De quoi réfléchir, d’abord à ce que nous construisons en quantité puis en qualité bien sûr.
Espaces et usages de la piscine
Pour les architectes, comprendre les usages de leurs clients, les inviter à s’interroger sur leurs modes de vie et réévaluer avec eux leurs besoins est un axe de travail essentiel. Cela évite de les consolider dans une voracité spatiale sous l’emprise d’une mode dont l’architecte peut aussi être victime.
Les structures familiales qui varient dans l’espace et dans le temps et l’évolution des modes de vie invitent à repenser l’habitat. Le partage de certaines fonctions, usages et espaces, par exemple la buanderie commune (mesure adoptée depuis des décennies dans certains pays) ou la chambre d’amis, souvent inoccupée, dans un ensemble de logements, contribuerait à réduire les surfaces bâties de chaque logement et grandement amélioré sa qualité d’utilisation.
La cohabitation générationnelle (jeune ou vieux) et intergénérationnelle est la forme la plus aboutie de mutualisation des différentes fonctions et usages de la vie. Mais aussi le bureau partagé – 30 % des Français travaillent désormais occasionnellement à domicile – ou l’atelier de bricolage partagé qui libère les appartements.
Aussi, une réflexion sur l’évolutivité des logements et des bâtiments en fonction de l’évolution des familles et des mutations sociales. La famille dite « classique » ne représente plus que 45 % des ménages, re-cohabitation (jeunes adultes qui rentrent chez eux face à la crise structurelle), fragmentation (divorce) et recomposition familiale (géométries qui varient dans le temps). 35% des gens vivent aussi seuls…

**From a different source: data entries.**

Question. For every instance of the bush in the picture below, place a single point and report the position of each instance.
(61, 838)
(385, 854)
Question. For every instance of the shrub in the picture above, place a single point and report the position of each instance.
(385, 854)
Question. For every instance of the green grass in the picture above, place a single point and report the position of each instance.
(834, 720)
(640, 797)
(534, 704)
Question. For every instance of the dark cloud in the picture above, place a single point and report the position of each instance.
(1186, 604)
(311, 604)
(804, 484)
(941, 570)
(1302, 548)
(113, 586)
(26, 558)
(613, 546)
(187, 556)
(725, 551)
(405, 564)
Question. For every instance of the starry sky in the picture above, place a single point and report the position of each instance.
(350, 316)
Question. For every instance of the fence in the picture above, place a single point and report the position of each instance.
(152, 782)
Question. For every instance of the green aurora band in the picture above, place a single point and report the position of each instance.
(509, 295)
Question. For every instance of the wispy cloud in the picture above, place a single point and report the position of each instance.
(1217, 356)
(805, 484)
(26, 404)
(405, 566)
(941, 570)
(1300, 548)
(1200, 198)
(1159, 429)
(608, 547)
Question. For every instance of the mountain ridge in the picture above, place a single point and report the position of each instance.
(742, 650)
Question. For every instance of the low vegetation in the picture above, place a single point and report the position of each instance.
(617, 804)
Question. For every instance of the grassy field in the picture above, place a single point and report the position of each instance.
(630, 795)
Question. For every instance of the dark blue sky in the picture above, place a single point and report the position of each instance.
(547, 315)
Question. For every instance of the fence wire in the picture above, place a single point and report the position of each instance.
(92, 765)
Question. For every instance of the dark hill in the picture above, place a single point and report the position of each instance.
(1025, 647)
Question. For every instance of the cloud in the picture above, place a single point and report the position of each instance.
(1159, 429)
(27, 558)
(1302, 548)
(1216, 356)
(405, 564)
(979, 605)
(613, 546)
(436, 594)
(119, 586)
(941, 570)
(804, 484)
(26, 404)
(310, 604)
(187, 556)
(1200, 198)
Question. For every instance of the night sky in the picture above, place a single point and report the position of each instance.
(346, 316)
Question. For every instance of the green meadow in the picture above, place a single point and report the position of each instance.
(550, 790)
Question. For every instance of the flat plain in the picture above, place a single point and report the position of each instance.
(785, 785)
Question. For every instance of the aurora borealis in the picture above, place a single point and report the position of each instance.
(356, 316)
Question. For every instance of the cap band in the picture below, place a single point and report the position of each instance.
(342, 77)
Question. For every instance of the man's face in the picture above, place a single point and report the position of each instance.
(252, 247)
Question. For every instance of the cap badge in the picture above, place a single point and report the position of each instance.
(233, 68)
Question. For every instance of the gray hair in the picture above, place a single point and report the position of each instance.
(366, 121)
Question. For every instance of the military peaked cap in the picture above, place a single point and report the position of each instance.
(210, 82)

Etendre la réflexion à toutes les constructions.
Ce qui est vrai en matière de logement est vrai dans d’autres secteurs d’activité du bâtiment : locaux commerciaux, bureaux, parkings, etc. On connaît tous des bureaux vides, des équipements sous-utilisés, des parkings totalement vides à certaines périodes de la journée ou de l’année.
Là encore, la mutualisation est une des réponses pour lutter contre cette mauvaise gestion des surfaces bâties, source d’économies considérables d’énergie et de matériaux utilisés, qui se heurte trop souvent à des enjeux de gouvernance teintés d’aspects juridiques.
Il existe de multiples combinaisons et possibilités de partage d’activités et de services. Bien connues et souvent plébiscitées, elles sont encore très peu mises en œuvre. Cependant, ils favorisent la cohésion sociale par l’échange et la collaboration qu’ils génèrent.
La révision sincère de nos besoins et de notre niveau de confort, la résistance aux tentations consuméristes et à l’ostentation sociale, la rénovation de l’existant, la réutilisation, le partage et l’évolutivité des espaces habités conduiront à une réduction, espérons-le significative, du bâti. et une meilleure qualité architecturale. Parce qu’elle nécessite une plus grande intelligence collaborative de la part de l’architecte et de son client.